Did the Marine Corps Just Commit Suicide?

via Traditional Right.
Unfortunately, the mistakes here cut far deeper than fewer or more units of this or that. The proposed changes include three strategic errors, at least two of which are sufficient alone to put the Marine Corps’ continued existence in peril. They are:


Re-aligning the Corps to the NDS, which is to say focusing on war with China. We are not going to fight a war with China, because China is a nuclear power. Nuclear powers do not fight each other conventionally because the risk of escalation to nuclear war is too great. The whole NDS is a work of fiction, designed to justify patterns and levels of defense spending that flow out of the Cold War or in some cases (especially the Navy) World War II (a cynic might say all our services have become clubs for World War II reenactors). Worse still, General Berger’s changes build a fiction inside a fiction, namely that when we fight China the Marine Corps’ mission will be taking Chinese-held islands, presumably in the South China Sea. In the war with Japan, Marines took Japanese-held islands to create a chain leading to air bases that put us in bombing range of Japan. The islands now held by China, except Hainan, have no strategic significance. In World War II, we bypassed such islands (thereby undermining Japan’s strategy). Even Hainan is significant only as the base for the South China fleet. Fleets are mobile. If we took Hainan, it would simply sail north. What all this adds up to is re-configuring the Marine Corps for a campaign that makes no sense in a war that will not happen. That great blunder puts the Corp’s existence in peril.



So does a second blunder: focusing on “hi-tech” war built around long-range fires. The Marine Corps survived the 20th century because it offered capabilities the other services did not. The U.S. military already has a vast surplus of long-range fires, courtesy of the Navy and the Air Force. Now, with these changes, the Corps will define its capability as adding a pea-shooter to a broadside of 16-inch guns. Even if we take our fictitious scenario as real, the Chinese would not even notice the Marine Corps was involved. Becoming like the other services, a strategic blunder the Marine Corp began making in the mid-1990s and will now carry forward aggressively, means we won’t need a Marine Corps any more, except perhaps a battalion of embassy guards.

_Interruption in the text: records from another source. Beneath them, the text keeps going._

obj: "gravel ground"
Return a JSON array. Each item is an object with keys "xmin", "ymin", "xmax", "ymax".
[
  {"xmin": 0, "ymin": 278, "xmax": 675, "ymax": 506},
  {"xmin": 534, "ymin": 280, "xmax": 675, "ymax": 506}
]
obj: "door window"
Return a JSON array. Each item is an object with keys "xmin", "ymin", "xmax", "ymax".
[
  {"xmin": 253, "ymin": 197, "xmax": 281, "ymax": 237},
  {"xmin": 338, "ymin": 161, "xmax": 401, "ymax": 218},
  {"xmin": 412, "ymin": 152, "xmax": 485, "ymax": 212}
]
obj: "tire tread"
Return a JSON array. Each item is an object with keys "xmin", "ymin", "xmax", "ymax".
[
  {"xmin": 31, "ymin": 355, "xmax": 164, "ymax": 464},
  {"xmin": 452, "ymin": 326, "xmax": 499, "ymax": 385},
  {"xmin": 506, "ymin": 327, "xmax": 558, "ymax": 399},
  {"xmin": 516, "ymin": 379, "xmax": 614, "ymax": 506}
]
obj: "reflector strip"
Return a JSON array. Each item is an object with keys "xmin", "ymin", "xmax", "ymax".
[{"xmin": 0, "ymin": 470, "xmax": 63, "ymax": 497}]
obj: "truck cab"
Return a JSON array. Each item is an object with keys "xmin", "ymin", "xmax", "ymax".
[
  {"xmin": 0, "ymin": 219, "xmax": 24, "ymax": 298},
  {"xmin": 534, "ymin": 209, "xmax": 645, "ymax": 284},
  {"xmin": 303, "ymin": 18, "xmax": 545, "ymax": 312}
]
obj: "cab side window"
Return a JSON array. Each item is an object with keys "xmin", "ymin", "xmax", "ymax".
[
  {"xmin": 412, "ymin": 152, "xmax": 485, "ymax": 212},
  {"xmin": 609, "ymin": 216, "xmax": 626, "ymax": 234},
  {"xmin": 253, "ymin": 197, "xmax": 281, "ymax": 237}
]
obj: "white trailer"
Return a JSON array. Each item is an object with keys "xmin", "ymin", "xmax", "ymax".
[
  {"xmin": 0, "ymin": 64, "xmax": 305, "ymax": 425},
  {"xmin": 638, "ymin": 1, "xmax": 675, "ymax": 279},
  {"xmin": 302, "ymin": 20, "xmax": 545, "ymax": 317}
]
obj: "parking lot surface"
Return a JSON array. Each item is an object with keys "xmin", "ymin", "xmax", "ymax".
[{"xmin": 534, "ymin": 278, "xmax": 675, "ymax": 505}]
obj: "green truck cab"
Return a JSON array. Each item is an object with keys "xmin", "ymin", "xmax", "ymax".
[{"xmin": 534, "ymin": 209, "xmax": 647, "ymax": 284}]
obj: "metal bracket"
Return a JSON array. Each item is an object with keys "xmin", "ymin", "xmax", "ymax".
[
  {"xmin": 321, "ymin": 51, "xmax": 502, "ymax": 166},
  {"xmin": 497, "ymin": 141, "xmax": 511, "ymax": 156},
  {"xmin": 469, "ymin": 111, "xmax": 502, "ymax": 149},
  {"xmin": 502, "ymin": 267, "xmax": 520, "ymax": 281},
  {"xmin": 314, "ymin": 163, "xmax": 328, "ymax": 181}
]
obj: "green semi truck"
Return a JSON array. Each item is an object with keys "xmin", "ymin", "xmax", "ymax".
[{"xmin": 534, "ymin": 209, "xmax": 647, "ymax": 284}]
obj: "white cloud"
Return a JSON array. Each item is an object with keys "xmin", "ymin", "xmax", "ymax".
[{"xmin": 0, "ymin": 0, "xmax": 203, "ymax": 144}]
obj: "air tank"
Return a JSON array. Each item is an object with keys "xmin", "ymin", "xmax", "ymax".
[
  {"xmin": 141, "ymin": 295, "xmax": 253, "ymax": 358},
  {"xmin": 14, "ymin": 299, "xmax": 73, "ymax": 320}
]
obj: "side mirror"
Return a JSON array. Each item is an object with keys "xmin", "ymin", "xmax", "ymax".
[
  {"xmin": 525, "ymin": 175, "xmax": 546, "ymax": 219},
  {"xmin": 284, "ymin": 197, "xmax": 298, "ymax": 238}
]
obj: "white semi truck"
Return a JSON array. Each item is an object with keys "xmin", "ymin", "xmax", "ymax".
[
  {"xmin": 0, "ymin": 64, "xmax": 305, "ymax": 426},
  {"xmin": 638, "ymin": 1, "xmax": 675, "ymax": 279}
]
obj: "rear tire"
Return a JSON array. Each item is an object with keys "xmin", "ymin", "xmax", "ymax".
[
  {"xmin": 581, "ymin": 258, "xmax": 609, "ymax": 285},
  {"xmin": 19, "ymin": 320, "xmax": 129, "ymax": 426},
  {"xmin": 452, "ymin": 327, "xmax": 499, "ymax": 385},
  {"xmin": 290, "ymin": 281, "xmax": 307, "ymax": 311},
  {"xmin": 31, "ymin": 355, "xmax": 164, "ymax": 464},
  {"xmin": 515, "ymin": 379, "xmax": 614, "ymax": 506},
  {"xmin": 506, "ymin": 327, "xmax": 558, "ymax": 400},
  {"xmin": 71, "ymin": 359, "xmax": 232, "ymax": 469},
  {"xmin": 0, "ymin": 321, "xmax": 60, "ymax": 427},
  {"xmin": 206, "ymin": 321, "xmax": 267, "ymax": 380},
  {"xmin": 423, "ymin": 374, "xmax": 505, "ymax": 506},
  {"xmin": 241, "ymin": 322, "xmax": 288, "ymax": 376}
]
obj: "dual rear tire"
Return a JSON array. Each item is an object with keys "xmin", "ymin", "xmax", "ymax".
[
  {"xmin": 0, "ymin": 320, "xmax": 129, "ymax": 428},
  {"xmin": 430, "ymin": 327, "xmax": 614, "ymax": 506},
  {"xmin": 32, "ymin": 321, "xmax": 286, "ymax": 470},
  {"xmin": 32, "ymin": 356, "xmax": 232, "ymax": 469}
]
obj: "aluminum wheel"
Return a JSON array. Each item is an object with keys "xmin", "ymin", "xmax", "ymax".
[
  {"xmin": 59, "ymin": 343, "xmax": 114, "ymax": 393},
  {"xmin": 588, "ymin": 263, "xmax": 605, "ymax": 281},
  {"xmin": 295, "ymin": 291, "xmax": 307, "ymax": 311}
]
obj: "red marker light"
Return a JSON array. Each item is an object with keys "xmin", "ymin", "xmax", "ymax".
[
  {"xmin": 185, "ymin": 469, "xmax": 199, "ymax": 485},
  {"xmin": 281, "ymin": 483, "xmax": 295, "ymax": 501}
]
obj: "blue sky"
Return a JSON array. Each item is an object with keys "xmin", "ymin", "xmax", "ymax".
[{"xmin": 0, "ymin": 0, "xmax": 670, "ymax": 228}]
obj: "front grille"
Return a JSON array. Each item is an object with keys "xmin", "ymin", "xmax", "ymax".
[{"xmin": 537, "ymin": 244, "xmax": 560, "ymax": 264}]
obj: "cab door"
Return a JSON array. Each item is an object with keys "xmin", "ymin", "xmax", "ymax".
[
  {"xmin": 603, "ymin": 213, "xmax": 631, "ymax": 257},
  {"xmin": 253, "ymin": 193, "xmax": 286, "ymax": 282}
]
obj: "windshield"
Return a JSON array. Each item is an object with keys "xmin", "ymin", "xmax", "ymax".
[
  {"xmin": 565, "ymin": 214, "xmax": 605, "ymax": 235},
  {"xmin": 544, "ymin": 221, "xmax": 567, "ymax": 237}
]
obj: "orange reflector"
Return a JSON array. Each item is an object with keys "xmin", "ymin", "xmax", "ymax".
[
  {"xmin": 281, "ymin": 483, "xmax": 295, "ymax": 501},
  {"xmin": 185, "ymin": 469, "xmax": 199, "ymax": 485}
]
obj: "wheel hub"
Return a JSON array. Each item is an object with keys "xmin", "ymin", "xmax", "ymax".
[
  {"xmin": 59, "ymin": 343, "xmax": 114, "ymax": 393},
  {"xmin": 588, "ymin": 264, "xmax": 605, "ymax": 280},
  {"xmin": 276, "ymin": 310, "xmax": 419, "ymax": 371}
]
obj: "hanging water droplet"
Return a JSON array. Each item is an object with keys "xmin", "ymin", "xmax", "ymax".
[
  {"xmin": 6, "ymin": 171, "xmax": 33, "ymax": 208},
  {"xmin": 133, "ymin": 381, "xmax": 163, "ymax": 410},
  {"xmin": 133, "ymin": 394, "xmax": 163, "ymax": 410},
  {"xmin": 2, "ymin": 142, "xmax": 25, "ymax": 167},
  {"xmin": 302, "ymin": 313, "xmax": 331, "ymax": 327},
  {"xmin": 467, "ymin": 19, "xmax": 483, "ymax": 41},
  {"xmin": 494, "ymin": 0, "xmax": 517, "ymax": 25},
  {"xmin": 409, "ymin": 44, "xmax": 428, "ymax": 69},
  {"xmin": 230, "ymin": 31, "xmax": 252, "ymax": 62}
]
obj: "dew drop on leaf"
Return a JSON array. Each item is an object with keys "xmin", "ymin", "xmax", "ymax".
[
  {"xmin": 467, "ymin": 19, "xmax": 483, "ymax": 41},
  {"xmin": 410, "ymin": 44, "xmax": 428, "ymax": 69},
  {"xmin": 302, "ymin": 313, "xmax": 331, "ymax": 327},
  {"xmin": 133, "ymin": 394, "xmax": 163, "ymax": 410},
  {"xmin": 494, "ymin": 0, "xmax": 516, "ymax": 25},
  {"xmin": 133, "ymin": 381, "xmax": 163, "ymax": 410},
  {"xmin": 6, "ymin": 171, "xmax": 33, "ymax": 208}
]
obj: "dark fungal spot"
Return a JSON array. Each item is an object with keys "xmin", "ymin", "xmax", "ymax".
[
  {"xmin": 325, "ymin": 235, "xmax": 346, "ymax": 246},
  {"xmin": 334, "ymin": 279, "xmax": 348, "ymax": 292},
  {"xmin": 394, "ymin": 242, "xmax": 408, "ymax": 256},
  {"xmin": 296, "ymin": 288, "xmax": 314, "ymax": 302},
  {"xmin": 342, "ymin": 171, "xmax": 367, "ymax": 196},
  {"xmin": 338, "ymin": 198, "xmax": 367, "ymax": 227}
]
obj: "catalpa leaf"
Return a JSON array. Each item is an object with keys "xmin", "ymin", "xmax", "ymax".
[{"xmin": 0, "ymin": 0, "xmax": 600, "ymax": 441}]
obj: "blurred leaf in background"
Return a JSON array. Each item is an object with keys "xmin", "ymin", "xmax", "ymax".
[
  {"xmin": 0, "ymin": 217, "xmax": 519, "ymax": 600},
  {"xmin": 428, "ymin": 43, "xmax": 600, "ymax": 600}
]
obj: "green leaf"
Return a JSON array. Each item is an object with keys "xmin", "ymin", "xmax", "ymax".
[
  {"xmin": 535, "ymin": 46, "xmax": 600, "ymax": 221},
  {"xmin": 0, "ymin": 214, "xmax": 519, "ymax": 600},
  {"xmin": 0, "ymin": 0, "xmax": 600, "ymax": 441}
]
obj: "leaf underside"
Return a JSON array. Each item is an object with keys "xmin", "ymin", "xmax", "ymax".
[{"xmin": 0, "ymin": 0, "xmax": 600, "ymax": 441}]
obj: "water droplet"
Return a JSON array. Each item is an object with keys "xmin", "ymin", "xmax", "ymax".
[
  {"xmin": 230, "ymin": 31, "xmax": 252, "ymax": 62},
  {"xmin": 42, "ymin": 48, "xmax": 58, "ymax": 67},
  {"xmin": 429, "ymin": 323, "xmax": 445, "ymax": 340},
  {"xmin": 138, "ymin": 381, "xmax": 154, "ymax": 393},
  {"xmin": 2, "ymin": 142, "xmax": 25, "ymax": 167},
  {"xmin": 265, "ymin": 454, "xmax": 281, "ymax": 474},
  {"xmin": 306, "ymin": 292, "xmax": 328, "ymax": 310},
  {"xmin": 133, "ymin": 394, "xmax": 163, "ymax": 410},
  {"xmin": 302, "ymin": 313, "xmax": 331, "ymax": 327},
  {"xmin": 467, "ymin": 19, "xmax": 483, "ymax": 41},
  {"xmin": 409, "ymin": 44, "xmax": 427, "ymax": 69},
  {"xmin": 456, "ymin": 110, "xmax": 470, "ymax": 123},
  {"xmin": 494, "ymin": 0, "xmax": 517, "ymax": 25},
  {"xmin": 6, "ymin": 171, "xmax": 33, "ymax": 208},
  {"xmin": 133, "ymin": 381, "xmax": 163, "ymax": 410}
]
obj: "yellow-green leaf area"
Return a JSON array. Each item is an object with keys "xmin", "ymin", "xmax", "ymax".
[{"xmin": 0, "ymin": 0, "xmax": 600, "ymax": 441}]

A third strategic blunder will probably not be noticed outside the Marine Corps but it will nonetheless reduce the value of what the Corps offers the nation. While the Commandant references maneuver warfare with regard to dispersing amphibious forces, a move that has merit, focusing on trading long-range fires with any opponent marks a return to a firepower/attrition understanding of war. In effect, it says future war will be a contest between trebuchets flinging pianos at each other. If we look around the world, that is not where war is going. In almost every case, state armed services that have vast superiority in long-range fires over their Fourth Generation opponents are losing, including us in Syria, Iraq, and Afghanistan. Doctrinally, the Commandant’s vision faces backwards.
Then this.

.....let the other services make the blunder of re-shaping themselves to accord with the fictional NDS and go instead where war is going, to become the nation’s force of choice for Fourth Generation war overseas. Just as the other services neglected amphibious warfare during the 1920s and ‘30s and the Marine Corps of that time created a unique capability the country ended up needing, so it can do the same now with 4GW. It need not follow the other lemmings over a cliff.
Here. 

The answer?

Yes.  The Marine Corps is committing suicide.

His solution?  Partially right.  10% chance of a direct confrontation with China. More likely is a fight with terrorists, Chinese proxies and rogue nations.

The USMC is gearing up for the wrong fight with the wrong force structure with the wrong equipment.

Reinforce the MEU by adding a fourth ship.  Go in the opposite direction and mech up.  The Wing is already reinforced but the Ground Combat Element has been neglected for over two decades.  Beef it up.  Increase cannons, get a decent 120mm mortar.  Get mobile on the ground and in the air (air is already covered).

Be prepared to fight hybrid terror forces and rogue nations with advanced weapons. 

Do all of the above and fighting the Chinese will be cake...if that fight comes in the next 20 - 30 years.